K's feeling just fine, the symptoms are almost nothing compared to when we both came down with nasty colds a few weeks ago, and I haven't been sick at all this time around. But in this situation, where symptoms began within 14 days after our last outings - one masked grocery trip together and my visit to the office for some work that needed to be done on-site - and it's not currently possible for us to get a COVID test without additional indoor contact with people outside of our household, the right thing to do is clear. We cannot spend time indoors with K's parents and risk getting them sick. (See, for example, this CDC-derived graphic that's been going around, and these charts from the New York Times, which I learned about here.)
We're all disappointed. K's parents haven't seen him since February, except for a few curbside exchanges where they drove to our apartment building in NYC and stayed in their car with masks on while we also masked up and dropped off some things they'd asked for in their trunk - typically some Asian groceries delivered by Southeast Asia Food Group - and picked up items they'd gotten for us, including their extra Instant Pot. We wouldn't be able to live with ourselves if we got them sick. Cancelling our plans now is the correct and necessary thing to do.

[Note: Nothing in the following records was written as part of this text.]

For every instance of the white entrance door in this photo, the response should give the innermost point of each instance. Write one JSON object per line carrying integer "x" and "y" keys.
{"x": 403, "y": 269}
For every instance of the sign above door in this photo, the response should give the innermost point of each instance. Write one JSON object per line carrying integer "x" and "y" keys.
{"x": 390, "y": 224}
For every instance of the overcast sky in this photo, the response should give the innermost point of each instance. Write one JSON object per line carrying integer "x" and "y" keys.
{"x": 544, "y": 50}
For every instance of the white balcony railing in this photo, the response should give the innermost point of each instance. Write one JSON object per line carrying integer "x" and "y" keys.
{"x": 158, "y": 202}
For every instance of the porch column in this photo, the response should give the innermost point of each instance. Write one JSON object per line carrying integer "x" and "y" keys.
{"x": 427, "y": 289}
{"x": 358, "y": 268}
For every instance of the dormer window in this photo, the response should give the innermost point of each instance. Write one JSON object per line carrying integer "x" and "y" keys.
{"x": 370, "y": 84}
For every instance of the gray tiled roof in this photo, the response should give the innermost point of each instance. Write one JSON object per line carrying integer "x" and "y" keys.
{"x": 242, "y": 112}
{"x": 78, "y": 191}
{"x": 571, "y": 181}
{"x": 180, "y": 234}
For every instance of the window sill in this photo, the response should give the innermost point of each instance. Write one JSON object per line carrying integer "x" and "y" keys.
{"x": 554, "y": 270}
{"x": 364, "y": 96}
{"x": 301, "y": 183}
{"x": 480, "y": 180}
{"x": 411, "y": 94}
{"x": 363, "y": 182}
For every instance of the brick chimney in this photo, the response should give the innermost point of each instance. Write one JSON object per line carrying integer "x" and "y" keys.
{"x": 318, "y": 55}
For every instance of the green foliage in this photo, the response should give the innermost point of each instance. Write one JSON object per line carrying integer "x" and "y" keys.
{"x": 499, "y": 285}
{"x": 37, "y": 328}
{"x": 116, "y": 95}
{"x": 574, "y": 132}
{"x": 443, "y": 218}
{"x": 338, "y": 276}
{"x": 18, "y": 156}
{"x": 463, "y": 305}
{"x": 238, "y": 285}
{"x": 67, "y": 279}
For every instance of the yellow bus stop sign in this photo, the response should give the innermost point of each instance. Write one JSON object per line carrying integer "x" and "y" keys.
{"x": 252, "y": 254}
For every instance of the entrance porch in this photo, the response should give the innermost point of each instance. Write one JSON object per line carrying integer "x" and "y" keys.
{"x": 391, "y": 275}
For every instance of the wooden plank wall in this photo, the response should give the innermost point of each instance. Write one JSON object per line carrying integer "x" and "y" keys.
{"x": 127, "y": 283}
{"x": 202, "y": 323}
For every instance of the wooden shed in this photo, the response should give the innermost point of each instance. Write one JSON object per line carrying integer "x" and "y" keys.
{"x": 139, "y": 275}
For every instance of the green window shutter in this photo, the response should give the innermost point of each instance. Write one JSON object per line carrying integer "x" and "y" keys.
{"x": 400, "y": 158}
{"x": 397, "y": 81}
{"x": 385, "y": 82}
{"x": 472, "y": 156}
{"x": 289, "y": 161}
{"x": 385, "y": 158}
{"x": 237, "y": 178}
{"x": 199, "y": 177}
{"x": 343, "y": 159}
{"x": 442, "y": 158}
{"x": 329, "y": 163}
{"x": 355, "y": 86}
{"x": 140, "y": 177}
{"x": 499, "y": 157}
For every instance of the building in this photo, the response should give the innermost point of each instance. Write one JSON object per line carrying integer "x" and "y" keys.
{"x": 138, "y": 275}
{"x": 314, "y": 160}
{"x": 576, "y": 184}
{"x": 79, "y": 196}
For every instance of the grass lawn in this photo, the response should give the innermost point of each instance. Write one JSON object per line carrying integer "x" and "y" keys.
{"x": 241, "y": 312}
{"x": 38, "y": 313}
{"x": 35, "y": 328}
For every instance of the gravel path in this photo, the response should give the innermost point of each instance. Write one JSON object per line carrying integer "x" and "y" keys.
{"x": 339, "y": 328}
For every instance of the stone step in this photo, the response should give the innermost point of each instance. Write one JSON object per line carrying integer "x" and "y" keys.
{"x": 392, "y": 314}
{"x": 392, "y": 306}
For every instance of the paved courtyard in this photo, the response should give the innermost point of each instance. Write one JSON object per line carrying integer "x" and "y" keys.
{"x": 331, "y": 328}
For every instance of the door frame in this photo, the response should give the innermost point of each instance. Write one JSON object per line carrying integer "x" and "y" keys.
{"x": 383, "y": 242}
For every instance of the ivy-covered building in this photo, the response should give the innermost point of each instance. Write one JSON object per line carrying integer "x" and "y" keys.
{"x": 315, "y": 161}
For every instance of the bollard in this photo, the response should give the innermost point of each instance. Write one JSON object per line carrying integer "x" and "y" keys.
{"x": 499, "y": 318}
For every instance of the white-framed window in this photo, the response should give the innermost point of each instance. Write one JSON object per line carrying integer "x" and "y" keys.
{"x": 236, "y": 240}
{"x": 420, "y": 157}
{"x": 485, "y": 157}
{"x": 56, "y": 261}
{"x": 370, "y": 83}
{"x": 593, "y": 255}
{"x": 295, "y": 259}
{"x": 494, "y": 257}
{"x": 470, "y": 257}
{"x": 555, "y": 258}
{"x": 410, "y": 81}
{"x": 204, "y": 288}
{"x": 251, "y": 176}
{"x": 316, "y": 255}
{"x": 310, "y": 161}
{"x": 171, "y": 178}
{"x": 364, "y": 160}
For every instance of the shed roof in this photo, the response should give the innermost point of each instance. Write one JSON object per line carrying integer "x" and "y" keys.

To tell the truth, K and I had been feeling some uncertainty about whether our original plan to spend the holiday together was going to work. Because we would need to travel through our apartment building's lobby - a shared space that generally has at least our or two other people around, even if everyone is masked - at least one time when they picked us up, it's impossible to have a perfectly airtight 14 day quarantine before we see each other. The risk there is probably minimal, it'd take barely a minute to pass through, but it can't be eliminated.
Plus, COVID-19 conditions in all parts of the US can change so rapidly, both the NYC-area COVID data and the national conversation surrounding how to approach Thanksgiving kept shifting between when we first formed the plan in late October; when we started quarantine after I got back from the office on November 10; and as the days of our quarantine ticked by. The situation throughout the US has only gotten worse - far, far worse in some parts of the country - throughout those weeks.
It's strange, I felt sometimes like K and I had sort of been outliers since July or August, in terms of still taking so many precautions and staying home so much while NYC was doing great with its COVID numbers. But, by having potential plans with his parents until today, we suddenly sounded reckless and foolhardy in the past week or two. So many of my friends - generally all very cautious, but who didn't always stay in quite as much as we did during the summer, particularly if they had their own car or could rent a car - cancelled potential holiday plans with their families at least a few days before we did.
K, his parents, and I are still holding on to plans to start another 14 day - or longer - quarantine before Christmas Eve, in hopes of maybe trying again to be able to spend a holiday together. (We may even be able to arrange for it to be 17 or 18 days.) Once again, we are all in agreement that we would pull back and cancel if any of the four of us gets any symptoms during the 14 days, or if work makes it impossible for me to adhere to the quarantine due to being needed in the office again. But with how easy it seems to be to pick up a cold just from masked grocery trips outside the home - and with our lack of easy access drive-through COVID testing in NYC and the unknown availability of outdoor testing - the likelihood of moving forward with December holiday plans may not be great.